What also survives is the practical rule that in the overparameterized regime, bigger is almost always better if we can afford it. The second descent keeps going. This is why Kaplan [3] and the scaling law literature that followed found clean power-law decay as a function of compute: they were operating entirely on the right branch of the W, where the curve is smooth. The peak that everyone was debating in 2019 lives at a specific ratio of model size to data size that almost nobody targets on purpose.
What does not survive
The double descent result was sometimes read as implying that the bias-variance tradeoff is simply wrong, or that overfitting does not exist. Neither conclusion follows. Overfitting absolutely exists; we can see it in any small-data setting where the model is allowed to memorize. The correct reading is narrower. Above the interpolation threshold, in the presence of implicit regularization, larger models generalize better, not worse. This is a statement about a specific regime, not a universal one, and the counterexamples are easy to construct if we look outside that regime.
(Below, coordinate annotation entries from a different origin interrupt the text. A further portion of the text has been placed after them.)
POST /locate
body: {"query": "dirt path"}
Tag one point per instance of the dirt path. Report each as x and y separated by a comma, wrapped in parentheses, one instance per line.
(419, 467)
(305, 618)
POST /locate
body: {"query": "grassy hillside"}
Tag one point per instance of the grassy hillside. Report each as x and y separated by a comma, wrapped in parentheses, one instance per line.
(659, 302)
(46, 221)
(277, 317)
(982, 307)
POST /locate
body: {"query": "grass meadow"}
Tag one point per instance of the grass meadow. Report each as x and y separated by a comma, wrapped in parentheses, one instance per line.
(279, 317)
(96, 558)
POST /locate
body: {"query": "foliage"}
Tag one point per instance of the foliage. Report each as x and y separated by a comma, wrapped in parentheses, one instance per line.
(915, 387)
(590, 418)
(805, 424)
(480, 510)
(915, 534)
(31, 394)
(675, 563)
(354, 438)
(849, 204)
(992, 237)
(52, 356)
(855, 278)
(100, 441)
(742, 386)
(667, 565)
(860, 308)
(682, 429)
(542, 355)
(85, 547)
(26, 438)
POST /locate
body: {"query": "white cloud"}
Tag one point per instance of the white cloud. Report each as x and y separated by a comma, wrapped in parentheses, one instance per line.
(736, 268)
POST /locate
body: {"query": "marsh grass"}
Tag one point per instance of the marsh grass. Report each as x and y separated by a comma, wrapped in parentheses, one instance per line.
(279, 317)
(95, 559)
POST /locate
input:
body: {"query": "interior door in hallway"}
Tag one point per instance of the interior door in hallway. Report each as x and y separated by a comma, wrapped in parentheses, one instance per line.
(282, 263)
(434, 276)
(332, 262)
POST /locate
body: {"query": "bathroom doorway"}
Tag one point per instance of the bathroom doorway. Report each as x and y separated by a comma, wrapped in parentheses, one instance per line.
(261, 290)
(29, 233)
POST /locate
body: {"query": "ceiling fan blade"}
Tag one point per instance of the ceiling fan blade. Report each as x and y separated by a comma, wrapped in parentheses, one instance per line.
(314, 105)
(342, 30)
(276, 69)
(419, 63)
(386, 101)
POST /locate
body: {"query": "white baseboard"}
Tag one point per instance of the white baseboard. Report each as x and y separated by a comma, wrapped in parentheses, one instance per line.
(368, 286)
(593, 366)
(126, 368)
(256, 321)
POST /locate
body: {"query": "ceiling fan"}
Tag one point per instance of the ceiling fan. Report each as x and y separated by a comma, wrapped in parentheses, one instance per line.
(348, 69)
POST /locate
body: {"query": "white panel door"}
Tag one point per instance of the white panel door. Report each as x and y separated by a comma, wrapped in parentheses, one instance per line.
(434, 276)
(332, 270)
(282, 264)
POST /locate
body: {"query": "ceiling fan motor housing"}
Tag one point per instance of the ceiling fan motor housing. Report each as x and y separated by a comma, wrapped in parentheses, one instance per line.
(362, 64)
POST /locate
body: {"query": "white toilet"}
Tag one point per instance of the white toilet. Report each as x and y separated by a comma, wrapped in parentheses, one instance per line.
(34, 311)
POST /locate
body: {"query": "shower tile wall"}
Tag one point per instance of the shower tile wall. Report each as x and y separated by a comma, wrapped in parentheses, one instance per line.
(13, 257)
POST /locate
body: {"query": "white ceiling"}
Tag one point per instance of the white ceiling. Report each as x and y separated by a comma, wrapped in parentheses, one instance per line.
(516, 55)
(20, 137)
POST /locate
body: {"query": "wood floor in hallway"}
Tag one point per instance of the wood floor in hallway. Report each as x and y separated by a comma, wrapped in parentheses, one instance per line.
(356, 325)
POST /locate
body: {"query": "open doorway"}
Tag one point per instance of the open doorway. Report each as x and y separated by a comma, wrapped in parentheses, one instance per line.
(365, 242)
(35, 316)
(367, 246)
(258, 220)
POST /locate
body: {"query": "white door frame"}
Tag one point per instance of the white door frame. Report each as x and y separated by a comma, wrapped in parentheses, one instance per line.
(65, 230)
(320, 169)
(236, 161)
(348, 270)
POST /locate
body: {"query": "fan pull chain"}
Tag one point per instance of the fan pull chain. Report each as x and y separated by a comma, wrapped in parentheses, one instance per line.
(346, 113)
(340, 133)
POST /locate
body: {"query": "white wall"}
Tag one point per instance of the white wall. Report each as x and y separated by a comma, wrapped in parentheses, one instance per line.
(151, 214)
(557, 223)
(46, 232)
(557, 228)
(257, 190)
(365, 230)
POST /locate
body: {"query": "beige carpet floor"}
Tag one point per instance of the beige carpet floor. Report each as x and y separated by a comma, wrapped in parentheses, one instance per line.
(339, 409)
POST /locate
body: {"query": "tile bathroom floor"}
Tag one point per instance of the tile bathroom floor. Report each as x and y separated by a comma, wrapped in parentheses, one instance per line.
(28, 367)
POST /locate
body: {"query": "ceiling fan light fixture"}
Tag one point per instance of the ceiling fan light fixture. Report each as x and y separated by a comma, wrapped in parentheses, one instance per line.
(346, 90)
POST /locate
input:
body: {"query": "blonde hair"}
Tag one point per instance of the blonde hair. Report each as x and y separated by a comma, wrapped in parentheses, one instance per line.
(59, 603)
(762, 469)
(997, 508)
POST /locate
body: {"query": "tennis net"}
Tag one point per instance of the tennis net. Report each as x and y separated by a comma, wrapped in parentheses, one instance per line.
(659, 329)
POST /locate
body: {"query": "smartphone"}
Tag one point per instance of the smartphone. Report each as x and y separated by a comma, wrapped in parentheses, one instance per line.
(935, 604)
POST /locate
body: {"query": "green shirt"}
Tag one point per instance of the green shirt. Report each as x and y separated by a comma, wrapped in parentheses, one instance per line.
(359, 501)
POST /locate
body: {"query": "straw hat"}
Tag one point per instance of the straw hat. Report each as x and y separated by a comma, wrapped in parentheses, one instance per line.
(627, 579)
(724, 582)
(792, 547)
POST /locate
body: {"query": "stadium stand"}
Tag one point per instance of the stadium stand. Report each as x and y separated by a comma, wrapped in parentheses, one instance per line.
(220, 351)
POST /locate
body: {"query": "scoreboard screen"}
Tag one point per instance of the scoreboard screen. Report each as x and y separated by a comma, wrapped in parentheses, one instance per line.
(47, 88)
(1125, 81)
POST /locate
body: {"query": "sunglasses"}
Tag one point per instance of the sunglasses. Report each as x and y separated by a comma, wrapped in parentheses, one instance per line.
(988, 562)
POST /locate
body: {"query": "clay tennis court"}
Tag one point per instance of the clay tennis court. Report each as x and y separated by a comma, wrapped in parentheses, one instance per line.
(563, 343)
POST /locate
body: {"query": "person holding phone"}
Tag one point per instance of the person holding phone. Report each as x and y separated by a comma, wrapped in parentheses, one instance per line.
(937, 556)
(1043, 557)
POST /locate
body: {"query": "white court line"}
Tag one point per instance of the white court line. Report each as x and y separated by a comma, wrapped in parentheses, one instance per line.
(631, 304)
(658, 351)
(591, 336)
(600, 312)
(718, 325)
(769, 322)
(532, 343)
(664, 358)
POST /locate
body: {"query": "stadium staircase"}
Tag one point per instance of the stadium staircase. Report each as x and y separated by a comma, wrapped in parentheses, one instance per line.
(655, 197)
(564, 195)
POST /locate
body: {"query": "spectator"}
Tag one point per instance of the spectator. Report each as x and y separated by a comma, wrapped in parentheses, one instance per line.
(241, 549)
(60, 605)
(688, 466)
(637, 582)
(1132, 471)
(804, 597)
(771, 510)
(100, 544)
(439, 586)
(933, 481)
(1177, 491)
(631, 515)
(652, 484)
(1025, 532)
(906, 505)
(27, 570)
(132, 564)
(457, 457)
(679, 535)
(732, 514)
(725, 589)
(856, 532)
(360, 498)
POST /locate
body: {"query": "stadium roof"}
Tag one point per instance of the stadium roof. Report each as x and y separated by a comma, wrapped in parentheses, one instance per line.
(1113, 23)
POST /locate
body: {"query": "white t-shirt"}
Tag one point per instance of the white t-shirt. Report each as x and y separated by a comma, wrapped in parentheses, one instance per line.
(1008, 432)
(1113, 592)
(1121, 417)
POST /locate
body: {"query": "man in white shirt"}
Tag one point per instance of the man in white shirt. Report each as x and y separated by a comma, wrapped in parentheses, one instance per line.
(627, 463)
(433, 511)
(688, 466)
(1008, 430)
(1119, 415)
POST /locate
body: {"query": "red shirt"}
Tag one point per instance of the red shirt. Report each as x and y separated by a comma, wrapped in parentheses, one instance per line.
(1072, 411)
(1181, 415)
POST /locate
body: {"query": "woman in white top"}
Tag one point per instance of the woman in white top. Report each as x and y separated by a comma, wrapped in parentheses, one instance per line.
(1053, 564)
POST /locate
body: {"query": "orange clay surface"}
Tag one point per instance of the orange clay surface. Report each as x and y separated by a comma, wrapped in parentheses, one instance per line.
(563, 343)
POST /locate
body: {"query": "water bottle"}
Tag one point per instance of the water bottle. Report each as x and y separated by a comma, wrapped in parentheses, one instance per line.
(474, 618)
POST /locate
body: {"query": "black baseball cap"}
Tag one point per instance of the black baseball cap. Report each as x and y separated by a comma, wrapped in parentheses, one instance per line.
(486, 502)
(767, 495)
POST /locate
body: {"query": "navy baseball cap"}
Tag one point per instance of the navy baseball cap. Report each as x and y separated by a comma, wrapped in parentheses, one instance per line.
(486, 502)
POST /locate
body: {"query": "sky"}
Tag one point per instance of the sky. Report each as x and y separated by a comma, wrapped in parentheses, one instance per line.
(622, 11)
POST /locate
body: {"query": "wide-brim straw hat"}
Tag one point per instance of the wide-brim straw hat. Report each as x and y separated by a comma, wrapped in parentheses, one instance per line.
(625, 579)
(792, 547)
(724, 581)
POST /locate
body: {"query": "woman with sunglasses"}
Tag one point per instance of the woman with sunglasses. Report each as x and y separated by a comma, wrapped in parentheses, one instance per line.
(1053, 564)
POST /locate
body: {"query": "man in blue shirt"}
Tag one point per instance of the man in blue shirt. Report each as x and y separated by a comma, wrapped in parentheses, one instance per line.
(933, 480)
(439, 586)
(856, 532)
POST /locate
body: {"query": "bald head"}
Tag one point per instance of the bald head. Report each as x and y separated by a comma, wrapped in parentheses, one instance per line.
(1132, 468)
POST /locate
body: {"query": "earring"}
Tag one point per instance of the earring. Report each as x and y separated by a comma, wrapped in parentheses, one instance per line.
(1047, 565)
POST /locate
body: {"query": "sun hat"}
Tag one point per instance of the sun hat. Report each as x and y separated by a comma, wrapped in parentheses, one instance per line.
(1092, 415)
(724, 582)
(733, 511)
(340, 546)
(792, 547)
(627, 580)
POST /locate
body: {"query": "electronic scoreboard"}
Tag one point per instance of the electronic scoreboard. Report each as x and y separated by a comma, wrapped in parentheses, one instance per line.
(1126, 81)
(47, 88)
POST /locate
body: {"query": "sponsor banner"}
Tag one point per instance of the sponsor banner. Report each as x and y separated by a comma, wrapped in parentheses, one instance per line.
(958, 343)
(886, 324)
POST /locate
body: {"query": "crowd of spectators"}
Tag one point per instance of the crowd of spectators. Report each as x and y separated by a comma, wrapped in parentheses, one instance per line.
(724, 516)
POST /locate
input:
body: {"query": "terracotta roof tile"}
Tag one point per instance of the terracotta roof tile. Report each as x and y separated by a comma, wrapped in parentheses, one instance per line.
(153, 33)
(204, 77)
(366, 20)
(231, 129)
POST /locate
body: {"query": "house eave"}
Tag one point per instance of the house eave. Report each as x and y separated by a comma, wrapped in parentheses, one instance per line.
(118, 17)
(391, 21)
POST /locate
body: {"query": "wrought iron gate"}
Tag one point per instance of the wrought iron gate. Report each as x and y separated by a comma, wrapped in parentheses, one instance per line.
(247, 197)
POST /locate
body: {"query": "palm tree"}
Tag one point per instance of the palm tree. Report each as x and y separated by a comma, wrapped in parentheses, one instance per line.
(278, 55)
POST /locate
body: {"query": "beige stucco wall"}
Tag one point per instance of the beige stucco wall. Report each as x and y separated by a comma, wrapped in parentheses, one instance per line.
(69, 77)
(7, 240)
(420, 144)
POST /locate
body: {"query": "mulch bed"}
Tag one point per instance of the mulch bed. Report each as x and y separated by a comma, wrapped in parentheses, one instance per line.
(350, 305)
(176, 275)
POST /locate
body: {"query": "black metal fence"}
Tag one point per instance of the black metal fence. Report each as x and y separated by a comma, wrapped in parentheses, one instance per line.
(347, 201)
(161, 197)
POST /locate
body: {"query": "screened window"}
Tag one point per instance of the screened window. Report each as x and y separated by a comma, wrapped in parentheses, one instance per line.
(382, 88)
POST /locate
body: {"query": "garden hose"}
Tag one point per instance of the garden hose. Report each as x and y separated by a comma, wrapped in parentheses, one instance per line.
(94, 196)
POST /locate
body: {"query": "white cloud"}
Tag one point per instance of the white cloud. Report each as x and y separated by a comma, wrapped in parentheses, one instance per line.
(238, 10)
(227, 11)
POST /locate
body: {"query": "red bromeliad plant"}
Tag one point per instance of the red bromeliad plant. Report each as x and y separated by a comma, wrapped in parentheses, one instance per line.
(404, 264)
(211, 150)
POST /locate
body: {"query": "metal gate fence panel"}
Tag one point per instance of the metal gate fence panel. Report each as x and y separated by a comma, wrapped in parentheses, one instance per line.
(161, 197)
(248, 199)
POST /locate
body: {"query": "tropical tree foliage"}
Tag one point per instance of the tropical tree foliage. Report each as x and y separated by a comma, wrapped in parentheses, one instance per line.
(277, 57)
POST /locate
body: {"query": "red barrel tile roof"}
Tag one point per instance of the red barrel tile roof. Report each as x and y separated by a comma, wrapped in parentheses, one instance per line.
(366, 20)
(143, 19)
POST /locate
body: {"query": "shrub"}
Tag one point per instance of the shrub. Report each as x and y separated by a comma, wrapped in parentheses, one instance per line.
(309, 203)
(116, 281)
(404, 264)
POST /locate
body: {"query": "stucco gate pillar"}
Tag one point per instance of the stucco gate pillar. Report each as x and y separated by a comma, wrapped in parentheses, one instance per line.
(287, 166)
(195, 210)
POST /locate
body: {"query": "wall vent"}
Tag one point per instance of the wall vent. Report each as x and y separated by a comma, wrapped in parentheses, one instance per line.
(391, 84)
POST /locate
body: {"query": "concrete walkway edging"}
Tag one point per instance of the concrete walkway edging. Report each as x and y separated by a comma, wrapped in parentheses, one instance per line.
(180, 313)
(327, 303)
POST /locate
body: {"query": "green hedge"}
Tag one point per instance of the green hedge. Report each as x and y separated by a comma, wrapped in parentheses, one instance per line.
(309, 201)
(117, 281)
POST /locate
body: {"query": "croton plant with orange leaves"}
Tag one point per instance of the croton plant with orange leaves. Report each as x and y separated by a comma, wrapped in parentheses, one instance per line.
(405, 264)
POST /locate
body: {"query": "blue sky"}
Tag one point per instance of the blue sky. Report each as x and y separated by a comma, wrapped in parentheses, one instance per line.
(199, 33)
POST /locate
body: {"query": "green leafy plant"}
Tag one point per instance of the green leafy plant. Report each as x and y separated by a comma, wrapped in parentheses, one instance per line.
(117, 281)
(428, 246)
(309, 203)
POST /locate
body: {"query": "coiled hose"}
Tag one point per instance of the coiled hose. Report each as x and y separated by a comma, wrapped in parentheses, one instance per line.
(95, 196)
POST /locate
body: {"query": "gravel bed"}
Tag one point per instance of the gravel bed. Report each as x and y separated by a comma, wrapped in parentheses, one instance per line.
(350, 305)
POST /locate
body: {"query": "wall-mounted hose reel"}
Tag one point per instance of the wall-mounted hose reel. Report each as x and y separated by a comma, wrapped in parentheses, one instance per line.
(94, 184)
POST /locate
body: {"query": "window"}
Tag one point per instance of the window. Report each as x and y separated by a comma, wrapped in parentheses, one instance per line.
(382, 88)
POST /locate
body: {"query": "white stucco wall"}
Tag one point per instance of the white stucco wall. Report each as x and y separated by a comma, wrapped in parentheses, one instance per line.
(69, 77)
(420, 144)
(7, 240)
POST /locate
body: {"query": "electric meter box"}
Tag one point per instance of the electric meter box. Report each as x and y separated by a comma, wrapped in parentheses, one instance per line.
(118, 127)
The other thing that does not cleanly survive is the story that the peak is always at the interpolation threshold. In practice, the location of the peak depends on the effective parameter count under the network’s implicit regularization, not the raw parameter count. This is why the peak in Nakkiran’s ResNet experiments does not sit exactly at the width where training error first hits zero. It sits slightly past it, at the width where the network can memorize the noisy labels without disturbing the signal. That is a finer statement and it is the one I think actually matches the evidence.
References
- [1] M. Belkin, D. Hsu, S. Ma, and S. Mandal. Reconciling modern machine learning practice and the bias-variance trade-off. arxiv 1812.11118, 2018.
- [2] P. Nakkiran, G. Kaplun, Y. Bansal, T. Yang, B. Barak, and I. Sutskever. Deep double descent: Where bigger models and more data hurt. arxiv 1912.02292, 2019.
- [3] J. Kaplan, S. McCandlish, T. Henighan, T. B. Brown, B. Chess, R. Child, S. Gray, A. Radford, J. Wu, and D. Amodei. Scaling laws for neural language models. arxiv 2001.08361, 2020.
- [4] T. Hastie, A. Montanari, S. Rosset, and R. J. Tibshirani. Surprises in high-dimensional ridgeless least squares interpolation. arxiv 1903.08560, 2019.
- [5] S. d’Ascoli, M. Refinetti, G. Biroli, and F. Krzakala. Double trouble in double descent: Bias and variance(s) in the lazy regime. arxiv 2003.01054, 2020.
- [6] P. Nakkiran, P. Venkat, S. Kakade, and T. Ma. Optimal regularization can mitigate double descent. arxiv 2002.11328, 2020.
- [7] G. Yang, E. J. Hu, I. Babuschkin, S. Sidor, D. Farhi, J. Pachocki, X. Liu, W. Ryan, and J. Gao. Tensor programs V: Tuning large neural networks via zero-shot hyperparameter transfer. arxiv 2203.03466, 2022.